19 July 2014

A US Team of Dividend Growth/Value Stocks

Aside from investing in SGX stocks (My World Cup Team (of Dividend Value Stocks)), I also own a smaller portfolio in US stocks as part of my globally diversified investment portfolio. Other regions are held in the form of Exchange Traded Funds and Unit Trusts.

At the moment, my US team looks like this:

Goalkeeper:
  Berkshire Hathaway-B

Defense:
  Johnson & Johnson
  Proctor & Gamble
  Chevron
  Anheuser Busch

Midfield:
  Wells Fargo
  McDonalds
  Target
  Union Pacific

Forward:
  IBM 
  Philip Morris

Berkshire Hathaway is a steady goalkeeper that has proven its worth over the long history since its founding by Warren Buffet and Charlie Munger.

The defensive line of 4 is made up of various companies that are likely to float in good time or bad. Toiletries, consumer medical and household products are things that have high repeat value, regardless the market situation. Oil will always be needed, until alternatives start to make oil irrelevant. But I can't see that happening anytime soon. And beer, will continue to be guzzled, perhaps even more so when things aren't looking good.

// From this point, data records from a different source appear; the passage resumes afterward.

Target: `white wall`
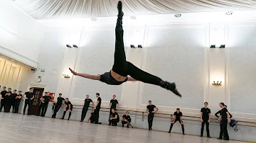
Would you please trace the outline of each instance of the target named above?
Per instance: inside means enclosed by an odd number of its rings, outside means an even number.
[[[37,68],[41,25],[9,1],[1,1],[0,9],[0,53]]]
[[[41,75],[41,84],[48,85],[48,91],[62,93],[63,97],[69,97],[76,104],[82,104],[87,93],[95,100],[95,93],[100,92],[102,106],[107,106],[112,94],[116,94],[122,108],[144,110],[147,101],[151,100],[162,112],[171,113],[180,108],[184,114],[195,115],[200,114],[204,101],[209,102],[213,113],[219,110],[218,103],[224,102],[235,118],[256,118],[253,103],[255,23],[124,26],[127,60],[164,80],[176,82],[183,95],[182,98],[142,82],[114,86],[73,76],[64,79],[63,74],[70,74],[68,67],[95,74],[110,70],[114,26],[46,25],[39,57],[39,68],[46,69],[46,72],[23,76],[23,88],[26,89],[28,84],[36,82]],[[210,49],[210,45],[216,41],[226,44],[226,48]],[[142,43],[144,47],[129,47],[135,42]],[[76,44],[80,47],[68,49],[66,44]],[[223,86],[211,85],[213,80],[222,80]],[[78,110],[74,112],[73,119],[79,120],[80,113]],[[100,120],[105,122],[105,117],[101,113]],[[134,118],[137,127],[147,127],[146,118],[142,122],[140,116]],[[169,120],[155,119],[154,124],[156,130],[167,130]],[[199,134],[200,123],[186,121],[185,124],[187,134]],[[177,125],[175,127],[180,128]],[[213,124],[210,127],[212,136],[217,137],[218,125]],[[231,139],[255,139],[254,128],[241,127],[240,130],[242,132],[230,130]]]

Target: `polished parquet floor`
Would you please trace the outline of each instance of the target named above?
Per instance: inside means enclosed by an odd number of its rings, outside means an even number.
[[[240,142],[3,112],[0,122],[0,143]]]

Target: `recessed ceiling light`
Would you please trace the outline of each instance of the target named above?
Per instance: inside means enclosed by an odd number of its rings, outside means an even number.
[[[97,21],[97,18],[92,18],[91,20],[93,21]]]
[[[176,14],[174,14],[174,16],[176,17],[176,18],[180,18],[180,17],[181,17],[181,13],[176,13]]]
[[[230,16],[233,13],[233,12],[229,11],[227,11],[225,14],[227,15],[227,16]]]
[[[137,17],[136,17],[135,16],[132,16],[130,18],[131,18],[132,19],[136,19],[136,18],[137,18]]]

The midfield line up is an interesting variety of a financial heavyweight, fast food, large scale retailer and nation-wide train system. Of these, perhaps the more risky one is Target as it continues to face difficulty with its troubled expansion into Canada struggling. The Canadians are really not too enthu' with them.

The forward line up of IBM and Philip Morris will take some time to pan out. It's hard for a smoker to cut a smoking habit. A rapidly growing emerging market will likely generate an increasingly higher demand for their products. Of course, there are many risks given that this is a really unhealthy business and will face regularity pressures with high taxation and domestic product alternatives. IBM ... hmm ... let's see how this IT behemoth transforms itself. It has pretty much given up everything that is a commodity - i.e. the hardware business.

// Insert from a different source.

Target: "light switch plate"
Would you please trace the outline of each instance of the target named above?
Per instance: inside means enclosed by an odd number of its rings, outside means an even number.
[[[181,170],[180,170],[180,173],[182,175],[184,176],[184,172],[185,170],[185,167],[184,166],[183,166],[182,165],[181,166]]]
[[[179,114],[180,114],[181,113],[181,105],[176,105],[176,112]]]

Two interesting key attributes of most of the above companies: (a) many are holdings of Berkshire Hathaway, and (b) they are dividend growth champions! Ironically, Berkshire itself doesn't give out dividends. Warren Buffet has always said that his company can do a better job of capital allocation and it makes more sense for them to invest the money than to give out as dividends. Besides, US tax the dividend payouts. As a Singaporean investor, I would lose 30% from withholding tax for dividends that are paid out.

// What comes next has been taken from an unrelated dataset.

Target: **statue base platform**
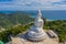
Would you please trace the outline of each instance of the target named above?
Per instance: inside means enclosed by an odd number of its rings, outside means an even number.
[[[56,38],[51,38],[47,34],[45,40],[40,41],[40,42],[32,42],[26,40],[25,37],[25,33],[22,34],[20,33],[19,35],[16,35],[15,37],[12,38],[10,44],[58,44],[58,40]]]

The first team with the above 11 players are doing well.  However, my bench isn't doing too well - i.e. Coach. My holding in Coach has dropped a third in value.


Coach has been suffering from competitive pressures from Kate Spade and Michael Kors. Its attempt to generate more sales via atfactory outlets has devalued its branding. But still, we see many ladies holding Coach products. The company's financials look good. Let's see if it survives the challenge from the new brands and turn things around over time.

It's an irony isn't it? The problem is the Coach. Muahahah!